Research article
Supplementation with vitamins C and E improves mouse lung repair

https://doi.org/10.1016/j.jnutbio.2007.08.004Get rights and content

Abstract

Cigarette smoke (CS) induces emphysema by tissue destruction through the production of oxidants and metalloproteinases [matrix metalloproteinases (MMPs)]. The possibility of lung repair after emphysema remains unclear. Our aim was to study the effects of vitamins C and E on mouse lung repair evaluated by catalase (CAT), superoxide dismutase (SOD) and MMP-9 activities; by the amount of tumor necrosis factor (TNF)-α in lung homogenates; by cell quantification in bronchoalveolar lavage (BAL) fluid; and by lung histology. Male C57BL/6 mice (n=25) were exposed to nine cigarettes per day, 7 days/week, for 60 days in a whole-body exposure chamber. The control group was sham smoked (n=10). After 60 days of CS exposure, a group of animals was sacrificed (n=5) and the others were divided into two groups: (a) CSv (n=10) supplemented with saline and olive oil (vehicles) for 60 days and (b) CSr (n=10) supplemented with vitamins C and E (50 mg/kg/day) for 60 days. These mice were then sacrificed; BAL was performed and the lungs were removed for biochemical and histological analysis. The results demonstrated that CAT activity was decreased in the CSv and CSr groups compared to the control group. SOD activity was higher in the CSv group than in the control and CSr groups. The CSv group showed a higher neutrophil count in BAL fluid, associated with more TNF-α in lung homogenates, than the control or CSr groups. Finally, emphysema in the CSv group was associated with fewer collagen and elastic fibers than in the control and CSr groups. These results indicate a possible role of vitamins C and E in lung repair after emphysema induced by long-term CS exposure in mice.

Introduction

Chronic obstructive pulmonary disease (COPD) is a major and increasing global health problem, which is predicted to become the third commonest cause of death and the fifth commonest cause of disability in the world by 2020 [1], [2]. Cigarette smoke (CS)-induced emphysema is one of the major causes of COPD [3], [4], but there are several other risk factors, including air pollution (particularly indoor air pollution from burning fuels) [5], poor diet [6] and occupational exposure [7]. Emphysema is characterized by enlargement of alveolar spaces together with destruction of alveolar walls in the absence of obvious fibrosis [8]. CS causes an inflammatory response in the lower respiratory tract characterized by accumulation of alveolar macrophages associated with a recruitment of fewer neutrophils [9], [10]. These activated inflammatory cells release a variety of mediators, including proteases, oxidants and toxic peptides, which can damage lung structures and are believed to be a major cause of the tissue destruction found in emphysema [11].

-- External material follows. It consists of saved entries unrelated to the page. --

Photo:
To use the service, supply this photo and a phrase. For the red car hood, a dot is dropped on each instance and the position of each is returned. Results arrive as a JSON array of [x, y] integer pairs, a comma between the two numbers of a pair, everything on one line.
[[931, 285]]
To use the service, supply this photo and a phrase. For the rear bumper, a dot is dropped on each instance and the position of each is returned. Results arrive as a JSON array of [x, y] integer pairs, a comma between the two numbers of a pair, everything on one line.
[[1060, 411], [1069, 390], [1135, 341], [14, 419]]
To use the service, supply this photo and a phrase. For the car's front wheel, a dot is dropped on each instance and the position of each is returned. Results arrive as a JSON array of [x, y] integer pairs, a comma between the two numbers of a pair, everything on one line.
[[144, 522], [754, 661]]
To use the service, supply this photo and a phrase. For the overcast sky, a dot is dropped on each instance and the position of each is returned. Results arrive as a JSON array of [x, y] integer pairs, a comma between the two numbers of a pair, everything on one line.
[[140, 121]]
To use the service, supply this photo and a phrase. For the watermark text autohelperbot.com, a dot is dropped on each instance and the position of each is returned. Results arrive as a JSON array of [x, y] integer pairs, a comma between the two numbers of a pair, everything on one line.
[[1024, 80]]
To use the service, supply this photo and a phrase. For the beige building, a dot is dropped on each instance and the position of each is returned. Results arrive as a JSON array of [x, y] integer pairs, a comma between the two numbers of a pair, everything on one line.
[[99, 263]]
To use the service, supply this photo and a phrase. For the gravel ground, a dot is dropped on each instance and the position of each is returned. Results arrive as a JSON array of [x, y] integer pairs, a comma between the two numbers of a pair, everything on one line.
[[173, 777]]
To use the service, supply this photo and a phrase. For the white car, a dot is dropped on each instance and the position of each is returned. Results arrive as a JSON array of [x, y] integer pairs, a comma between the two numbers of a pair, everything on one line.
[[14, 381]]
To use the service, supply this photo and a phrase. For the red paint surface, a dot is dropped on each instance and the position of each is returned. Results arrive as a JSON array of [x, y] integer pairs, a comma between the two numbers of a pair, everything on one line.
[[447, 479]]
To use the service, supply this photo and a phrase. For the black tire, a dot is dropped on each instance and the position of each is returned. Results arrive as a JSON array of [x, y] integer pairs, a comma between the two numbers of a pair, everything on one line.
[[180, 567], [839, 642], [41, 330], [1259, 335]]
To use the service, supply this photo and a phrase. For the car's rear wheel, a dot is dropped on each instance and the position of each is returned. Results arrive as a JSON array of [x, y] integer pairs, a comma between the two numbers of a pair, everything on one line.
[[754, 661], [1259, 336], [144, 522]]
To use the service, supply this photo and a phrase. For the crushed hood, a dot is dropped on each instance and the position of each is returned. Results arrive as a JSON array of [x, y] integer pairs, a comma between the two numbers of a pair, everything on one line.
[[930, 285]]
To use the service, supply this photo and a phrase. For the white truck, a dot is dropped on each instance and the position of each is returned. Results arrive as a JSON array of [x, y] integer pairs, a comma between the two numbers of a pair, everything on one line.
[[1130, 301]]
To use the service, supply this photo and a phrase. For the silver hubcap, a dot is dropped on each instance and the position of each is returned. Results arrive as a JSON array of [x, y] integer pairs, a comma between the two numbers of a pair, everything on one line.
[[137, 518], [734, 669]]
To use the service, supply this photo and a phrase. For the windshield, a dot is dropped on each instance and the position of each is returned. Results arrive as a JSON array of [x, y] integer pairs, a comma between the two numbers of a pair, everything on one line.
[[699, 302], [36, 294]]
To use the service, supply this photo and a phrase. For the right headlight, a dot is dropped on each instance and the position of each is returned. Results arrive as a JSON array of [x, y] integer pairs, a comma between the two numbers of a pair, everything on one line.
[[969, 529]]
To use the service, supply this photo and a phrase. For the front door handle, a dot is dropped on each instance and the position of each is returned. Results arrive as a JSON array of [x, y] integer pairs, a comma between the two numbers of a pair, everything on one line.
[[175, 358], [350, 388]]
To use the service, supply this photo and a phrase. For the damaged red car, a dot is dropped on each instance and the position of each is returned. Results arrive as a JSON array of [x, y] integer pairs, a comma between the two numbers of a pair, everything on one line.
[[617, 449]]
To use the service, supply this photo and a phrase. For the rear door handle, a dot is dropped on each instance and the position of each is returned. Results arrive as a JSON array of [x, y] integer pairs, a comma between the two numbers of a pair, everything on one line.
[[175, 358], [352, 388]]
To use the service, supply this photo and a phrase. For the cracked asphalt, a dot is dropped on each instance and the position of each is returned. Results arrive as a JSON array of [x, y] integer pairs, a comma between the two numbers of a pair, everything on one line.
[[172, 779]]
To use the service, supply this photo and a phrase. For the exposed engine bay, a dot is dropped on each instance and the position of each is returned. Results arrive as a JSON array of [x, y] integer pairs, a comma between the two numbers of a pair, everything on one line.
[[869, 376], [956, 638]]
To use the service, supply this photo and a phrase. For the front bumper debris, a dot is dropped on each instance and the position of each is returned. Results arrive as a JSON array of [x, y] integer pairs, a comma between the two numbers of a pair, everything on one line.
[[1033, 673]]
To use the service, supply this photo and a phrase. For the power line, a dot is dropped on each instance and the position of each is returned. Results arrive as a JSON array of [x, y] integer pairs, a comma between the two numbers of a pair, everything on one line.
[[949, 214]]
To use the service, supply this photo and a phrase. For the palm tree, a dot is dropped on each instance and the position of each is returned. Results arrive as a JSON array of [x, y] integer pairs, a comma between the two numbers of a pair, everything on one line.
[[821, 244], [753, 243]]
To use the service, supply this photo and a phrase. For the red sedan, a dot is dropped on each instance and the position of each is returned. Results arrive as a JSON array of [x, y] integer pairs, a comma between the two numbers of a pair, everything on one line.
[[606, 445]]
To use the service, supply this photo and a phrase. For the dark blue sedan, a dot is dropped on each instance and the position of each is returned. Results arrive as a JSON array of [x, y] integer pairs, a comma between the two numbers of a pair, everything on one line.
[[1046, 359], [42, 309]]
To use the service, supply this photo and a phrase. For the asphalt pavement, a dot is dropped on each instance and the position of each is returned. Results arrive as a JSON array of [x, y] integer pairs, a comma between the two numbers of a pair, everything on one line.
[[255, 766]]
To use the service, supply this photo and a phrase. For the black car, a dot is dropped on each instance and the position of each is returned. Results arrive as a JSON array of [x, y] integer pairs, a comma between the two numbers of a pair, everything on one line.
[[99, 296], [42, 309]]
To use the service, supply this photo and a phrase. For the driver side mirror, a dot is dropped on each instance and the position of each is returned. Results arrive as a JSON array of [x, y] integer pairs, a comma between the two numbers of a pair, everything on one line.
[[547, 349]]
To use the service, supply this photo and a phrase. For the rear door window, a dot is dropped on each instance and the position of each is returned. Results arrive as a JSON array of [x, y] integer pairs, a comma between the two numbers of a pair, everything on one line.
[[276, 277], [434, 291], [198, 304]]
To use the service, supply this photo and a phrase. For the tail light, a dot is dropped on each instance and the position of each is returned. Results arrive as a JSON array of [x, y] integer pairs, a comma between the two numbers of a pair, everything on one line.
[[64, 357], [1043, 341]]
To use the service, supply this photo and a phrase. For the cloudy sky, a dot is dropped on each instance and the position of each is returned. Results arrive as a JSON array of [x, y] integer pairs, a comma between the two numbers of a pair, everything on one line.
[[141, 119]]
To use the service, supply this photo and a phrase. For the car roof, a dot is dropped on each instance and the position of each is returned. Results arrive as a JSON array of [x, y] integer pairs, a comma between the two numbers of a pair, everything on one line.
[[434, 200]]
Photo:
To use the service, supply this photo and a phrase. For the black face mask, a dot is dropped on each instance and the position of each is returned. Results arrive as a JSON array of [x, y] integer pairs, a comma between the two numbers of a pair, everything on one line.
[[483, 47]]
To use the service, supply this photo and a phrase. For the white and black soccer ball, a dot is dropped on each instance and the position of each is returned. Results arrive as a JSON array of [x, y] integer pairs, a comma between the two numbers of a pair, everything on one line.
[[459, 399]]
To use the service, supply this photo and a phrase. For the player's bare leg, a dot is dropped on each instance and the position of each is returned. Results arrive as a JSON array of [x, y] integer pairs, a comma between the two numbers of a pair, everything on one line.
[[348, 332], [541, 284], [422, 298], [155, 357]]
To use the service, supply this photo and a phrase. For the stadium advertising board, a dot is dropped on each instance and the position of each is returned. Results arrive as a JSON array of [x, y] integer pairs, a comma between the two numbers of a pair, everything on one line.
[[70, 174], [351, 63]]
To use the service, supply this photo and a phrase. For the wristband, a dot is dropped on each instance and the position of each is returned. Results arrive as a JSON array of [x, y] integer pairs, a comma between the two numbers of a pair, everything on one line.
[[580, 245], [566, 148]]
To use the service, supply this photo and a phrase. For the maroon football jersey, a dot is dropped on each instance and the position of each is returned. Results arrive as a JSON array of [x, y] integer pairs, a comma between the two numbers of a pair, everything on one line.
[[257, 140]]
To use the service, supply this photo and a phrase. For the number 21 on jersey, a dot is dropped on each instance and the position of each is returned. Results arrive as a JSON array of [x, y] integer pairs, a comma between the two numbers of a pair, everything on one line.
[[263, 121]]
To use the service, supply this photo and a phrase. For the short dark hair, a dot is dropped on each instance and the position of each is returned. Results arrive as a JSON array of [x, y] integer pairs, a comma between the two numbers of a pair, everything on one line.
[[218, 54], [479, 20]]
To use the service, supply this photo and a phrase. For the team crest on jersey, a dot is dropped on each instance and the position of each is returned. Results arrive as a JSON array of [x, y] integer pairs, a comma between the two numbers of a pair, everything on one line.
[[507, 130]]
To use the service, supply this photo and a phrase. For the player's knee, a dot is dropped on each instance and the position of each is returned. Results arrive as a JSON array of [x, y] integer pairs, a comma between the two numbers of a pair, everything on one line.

Matrix metalloproteinases (MMPs) are a large family of zinc-dependent proteinases that regulate the destruction of extracellular matrix components in lung [12]. There is increasing evidence for a role for MMPs in COPD [4]. The concentration, expression and activity of lung MMP-9 (gelatinase B) are increased in emphysema patients [13], [14]. The interest in MMPs has also been heightened by the demonstration that emphysema induced by chronic CS exposure is prevented in MMP-12−/− mice [15].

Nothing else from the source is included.